As autoridades do Arizona, atingido pela seca, estão tomando medidas para regular o uso de águas subterrâneas no extremo oeste do estado, onde os poços estão secando.
As novas regras permitem um plano de gestão formado pelo Departamento de Recursos Hídricos do Arizona e pela população local, bem como requisitos para a conservação da água. Aplica-se aos utilizadores de água na bacia, incluindo o agronegócio saudita Fondomonte, que retira toda a sua água de uma bacia nos condados de La Paz e Yuma para cultivar alfafa como cultura de exportação.
As mudanças não reverterão o declínio das águas subterrâneas.
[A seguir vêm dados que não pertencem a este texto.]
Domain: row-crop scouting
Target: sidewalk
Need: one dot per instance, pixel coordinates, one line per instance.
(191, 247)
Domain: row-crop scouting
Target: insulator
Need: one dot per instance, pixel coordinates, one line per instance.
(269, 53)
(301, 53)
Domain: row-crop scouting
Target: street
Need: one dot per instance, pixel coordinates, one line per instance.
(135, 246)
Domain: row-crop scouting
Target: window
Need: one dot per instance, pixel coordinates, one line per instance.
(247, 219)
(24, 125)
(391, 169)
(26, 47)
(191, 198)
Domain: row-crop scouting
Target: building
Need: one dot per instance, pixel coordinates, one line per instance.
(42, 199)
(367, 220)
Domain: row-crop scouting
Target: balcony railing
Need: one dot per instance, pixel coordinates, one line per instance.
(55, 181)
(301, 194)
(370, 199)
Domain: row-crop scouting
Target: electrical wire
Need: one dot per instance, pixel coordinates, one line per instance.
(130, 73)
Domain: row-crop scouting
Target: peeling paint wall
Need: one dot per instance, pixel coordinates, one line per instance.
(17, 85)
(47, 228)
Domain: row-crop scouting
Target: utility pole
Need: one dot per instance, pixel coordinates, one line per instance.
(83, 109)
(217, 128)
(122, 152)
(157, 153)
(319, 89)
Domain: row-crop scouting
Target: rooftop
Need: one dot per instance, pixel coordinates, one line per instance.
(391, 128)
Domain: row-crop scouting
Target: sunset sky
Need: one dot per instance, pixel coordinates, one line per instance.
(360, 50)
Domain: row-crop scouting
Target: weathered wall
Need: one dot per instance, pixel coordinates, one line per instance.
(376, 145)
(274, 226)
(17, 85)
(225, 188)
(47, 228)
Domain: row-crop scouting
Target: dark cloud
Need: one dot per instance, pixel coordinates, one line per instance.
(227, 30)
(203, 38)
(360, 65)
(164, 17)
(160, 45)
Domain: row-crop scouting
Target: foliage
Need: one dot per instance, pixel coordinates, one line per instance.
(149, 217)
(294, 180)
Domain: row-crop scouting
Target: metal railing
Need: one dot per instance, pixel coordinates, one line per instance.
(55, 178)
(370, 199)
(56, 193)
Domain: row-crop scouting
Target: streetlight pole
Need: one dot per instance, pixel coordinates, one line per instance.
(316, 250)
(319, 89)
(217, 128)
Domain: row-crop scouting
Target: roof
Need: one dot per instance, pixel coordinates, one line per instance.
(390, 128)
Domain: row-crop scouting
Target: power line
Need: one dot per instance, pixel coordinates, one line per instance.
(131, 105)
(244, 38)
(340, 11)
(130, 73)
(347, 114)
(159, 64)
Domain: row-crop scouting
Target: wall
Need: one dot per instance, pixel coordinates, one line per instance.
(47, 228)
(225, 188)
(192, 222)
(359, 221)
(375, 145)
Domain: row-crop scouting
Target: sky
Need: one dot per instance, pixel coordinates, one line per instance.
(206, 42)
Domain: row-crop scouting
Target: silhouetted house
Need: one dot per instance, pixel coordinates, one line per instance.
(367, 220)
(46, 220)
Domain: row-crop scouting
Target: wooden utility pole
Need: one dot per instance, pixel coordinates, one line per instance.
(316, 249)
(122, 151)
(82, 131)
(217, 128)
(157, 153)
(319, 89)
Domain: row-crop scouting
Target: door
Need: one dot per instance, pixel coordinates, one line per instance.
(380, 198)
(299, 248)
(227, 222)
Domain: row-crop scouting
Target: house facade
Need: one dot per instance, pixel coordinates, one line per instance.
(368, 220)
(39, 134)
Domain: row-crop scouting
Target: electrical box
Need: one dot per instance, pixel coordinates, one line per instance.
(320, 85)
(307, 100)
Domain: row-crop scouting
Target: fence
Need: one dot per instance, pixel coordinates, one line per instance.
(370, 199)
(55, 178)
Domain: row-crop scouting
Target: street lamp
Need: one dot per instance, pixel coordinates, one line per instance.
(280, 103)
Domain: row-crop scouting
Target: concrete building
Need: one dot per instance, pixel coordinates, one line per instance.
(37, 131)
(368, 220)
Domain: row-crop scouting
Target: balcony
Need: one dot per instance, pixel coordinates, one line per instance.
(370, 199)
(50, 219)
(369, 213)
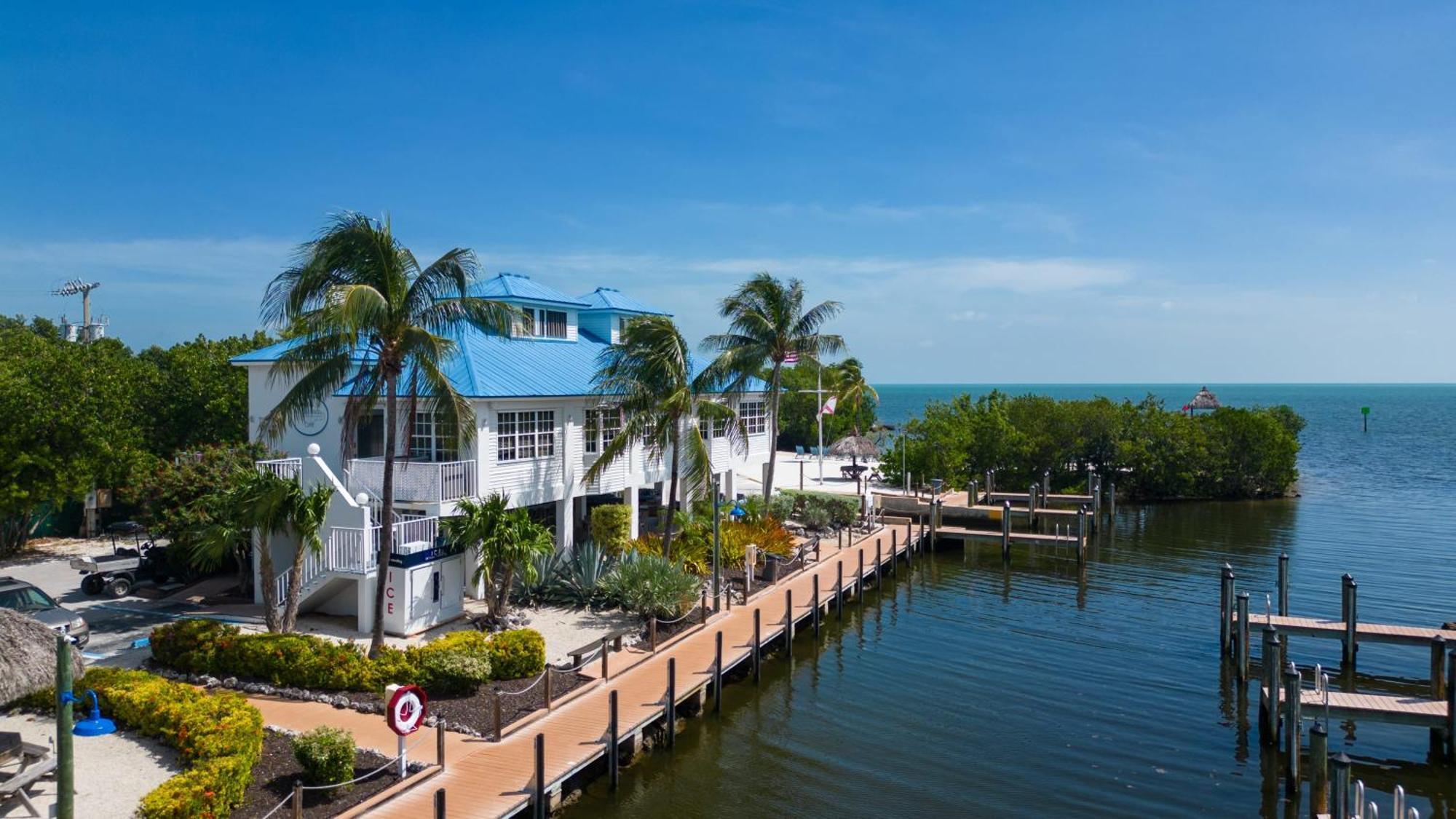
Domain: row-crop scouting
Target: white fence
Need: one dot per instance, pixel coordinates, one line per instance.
(416, 481)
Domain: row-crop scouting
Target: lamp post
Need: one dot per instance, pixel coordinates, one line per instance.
(717, 569)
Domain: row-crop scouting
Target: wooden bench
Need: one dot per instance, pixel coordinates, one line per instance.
(14, 784)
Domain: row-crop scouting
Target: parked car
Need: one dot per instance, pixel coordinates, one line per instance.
(21, 596)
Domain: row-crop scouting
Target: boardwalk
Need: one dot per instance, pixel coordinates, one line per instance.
(487, 778)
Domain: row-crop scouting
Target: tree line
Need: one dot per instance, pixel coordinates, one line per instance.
(1150, 451)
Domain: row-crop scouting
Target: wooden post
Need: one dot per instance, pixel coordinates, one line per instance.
(1225, 608)
(788, 620)
(1083, 534)
(614, 740)
(440, 745)
(672, 701)
(539, 786)
(1005, 531)
(1438, 668)
(758, 643)
(839, 589)
(719, 672)
(496, 708)
(816, 606)
(1350, 615)
(1283, 585)
(1340, 787)
(1292, 727)
(1244, 636)
(1269, 691)
(1318, 771)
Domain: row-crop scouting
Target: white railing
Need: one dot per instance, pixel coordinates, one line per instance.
(286, 468)
(416, 481)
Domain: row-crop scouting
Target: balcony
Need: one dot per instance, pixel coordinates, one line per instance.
(416, 481)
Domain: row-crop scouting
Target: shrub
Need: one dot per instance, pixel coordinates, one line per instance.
(654, 586)
(611, 526)
(518, 653)
(327, 755)
(219, 737)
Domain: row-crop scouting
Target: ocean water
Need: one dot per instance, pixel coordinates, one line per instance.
(1045, 689)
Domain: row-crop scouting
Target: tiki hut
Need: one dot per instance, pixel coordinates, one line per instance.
(1203, 400)
(28, 662)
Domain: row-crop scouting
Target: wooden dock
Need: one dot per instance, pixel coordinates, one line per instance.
(499, 778)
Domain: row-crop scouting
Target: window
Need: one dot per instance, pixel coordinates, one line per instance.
(429, 439)
(522, 436)
(753, 417)
(601, 427)
(544, 324)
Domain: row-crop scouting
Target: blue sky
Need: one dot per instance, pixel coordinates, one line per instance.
(1001, 193)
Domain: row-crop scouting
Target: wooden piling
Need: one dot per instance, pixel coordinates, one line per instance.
(672, 701)
(539, 780)
(1292, 729)
(1005, 531)
(1349, 614)
(719, 672)
(758, 644)
(614, 740)
(1283, 585)
(1318, 771)
(1244, 636)
(1269, 691)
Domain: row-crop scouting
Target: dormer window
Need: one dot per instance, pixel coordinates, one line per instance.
(544, 324)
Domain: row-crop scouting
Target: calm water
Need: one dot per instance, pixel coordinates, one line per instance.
(1053, 692)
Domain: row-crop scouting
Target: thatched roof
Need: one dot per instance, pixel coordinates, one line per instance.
(1205, 400)
(854, 446)
(28, 662)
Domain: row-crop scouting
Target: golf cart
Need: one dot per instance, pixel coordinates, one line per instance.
(120, 571)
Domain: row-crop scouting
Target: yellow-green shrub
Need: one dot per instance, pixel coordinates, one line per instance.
(219, 737)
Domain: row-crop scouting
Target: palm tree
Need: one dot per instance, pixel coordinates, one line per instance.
(506, 541)
(254, 505)
(306, 516)
(852, 388)
(768, 325)
(365, 317)
(649, 375)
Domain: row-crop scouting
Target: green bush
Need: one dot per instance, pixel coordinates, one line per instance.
(219, 737)
(518, 653)
(327, 755)
(612, 526)
(654, 586)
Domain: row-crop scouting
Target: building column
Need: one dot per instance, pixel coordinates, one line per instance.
(566, 525)
(631, 500)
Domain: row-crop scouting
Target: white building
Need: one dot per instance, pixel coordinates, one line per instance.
(538, 432)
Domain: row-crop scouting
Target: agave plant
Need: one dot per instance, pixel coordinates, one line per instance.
(582, 579)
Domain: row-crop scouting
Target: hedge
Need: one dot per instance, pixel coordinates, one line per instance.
(454, 663)
(219, 737)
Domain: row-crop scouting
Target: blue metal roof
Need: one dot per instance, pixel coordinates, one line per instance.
(518, 288)
(614, 299)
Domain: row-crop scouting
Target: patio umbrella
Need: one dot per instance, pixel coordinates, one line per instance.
(28, 662)
(854, 448)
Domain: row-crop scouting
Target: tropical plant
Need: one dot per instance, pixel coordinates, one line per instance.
(650, 375)
(767, 327)
(507, 542)
(368, 318)
(308, 512)
(256, 502)
(652, 585)
(582, 579)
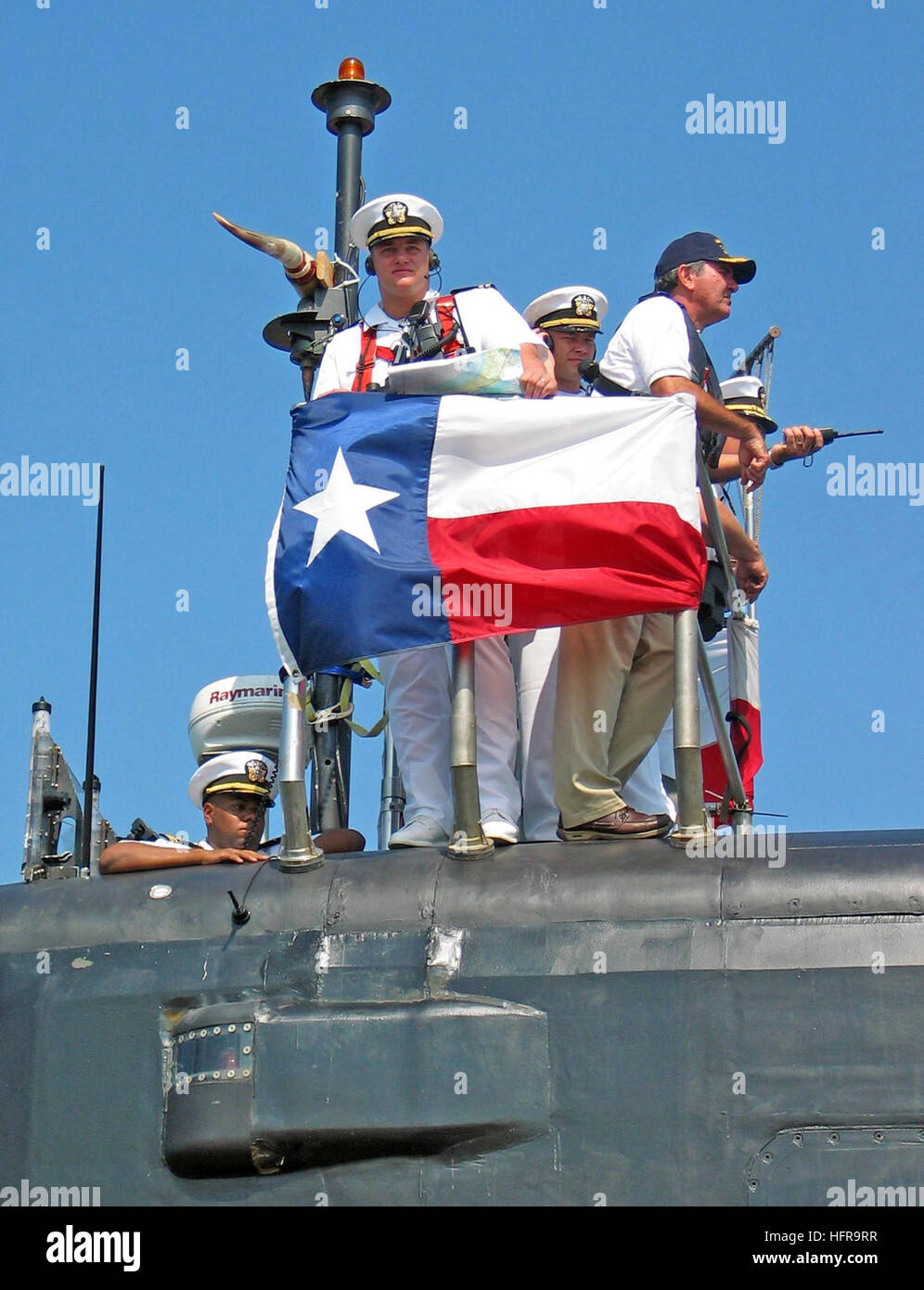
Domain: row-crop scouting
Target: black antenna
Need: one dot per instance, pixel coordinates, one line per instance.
(92, 706)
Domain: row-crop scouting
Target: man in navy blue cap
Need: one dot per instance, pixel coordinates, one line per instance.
(658, 347)
(625, 667)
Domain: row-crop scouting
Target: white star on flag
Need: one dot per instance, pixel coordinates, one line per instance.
(341, 509)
Em vez disso, destinam-se a reduzir o esgotamento dos recursos através de mandatos de conservação.
O que isso significa para os residentes locais
A governadora Katie Hobbs anunciou a designação da área de gestão ativa na segunda-feira, durante seu discurso anual ao Legislativo em seu dia de inauguração. Isso seguiu uma determinação do Departamento de Recursos Hídricos do Arizona de que a queda dos níveis de água está fazendo com que as terras dentro da bacia de águas subterrâneas da planície de Ranegras afundassem, afetando a quantidade de água que pode ser retida no subsolo.
“Não podemos mais ficar parados enquanto as nossas comunidades rurais ficam sem ajuda”, disse Hobbs. “Eles merecem soluções e segurança, e não mais uma década de inação e incerteza”.
De acordo com a designação, os utilizadores de água na bacia de águas subterrâneas da Planície de Ranegras terão de monitorizar e reportar o uso da água.
A vice-assessora-chefe do condado de La Paz, Kari Ann Noeltner, que mora na bacia e é republicana, disse que começou a economizar dinheiro prevendo a necessidade de cavar um poço mais profundo para sua própria propriedade.
“O que isto faz é nos dar margem de manobra para não colocar mais canudos nesta bacia sem uma supervisão séria”, disse ele sobre a designação.
Frustração entre Hobbs e legisladores republicanos
O quadro regulamentar do Arizona para a gestão das águas subterrâneas foi promulgado em 1980 com foco em Tucson e Phoenix, onde vive a maioria das pessoas. Lá, por exemplo, os promotores imobiliários têm de provar que existe um abastecimento de água de 100 anos antes de construir.
As leis frouxas na maioria das zonas rurais, onde os utilizadores de água podiam essencialmente bombear como quisessem, atraíram operações agrícolas em grande escala. Hobbs, um democrata, visitou a operação de Fondomonte em Maio passado, enquanto apelava à legislatura liderada pelos republicanos para aprovar um acordo que visa dar a várias áreas rurais do estado uma alternativa mais flexível às áreas geridas activamente.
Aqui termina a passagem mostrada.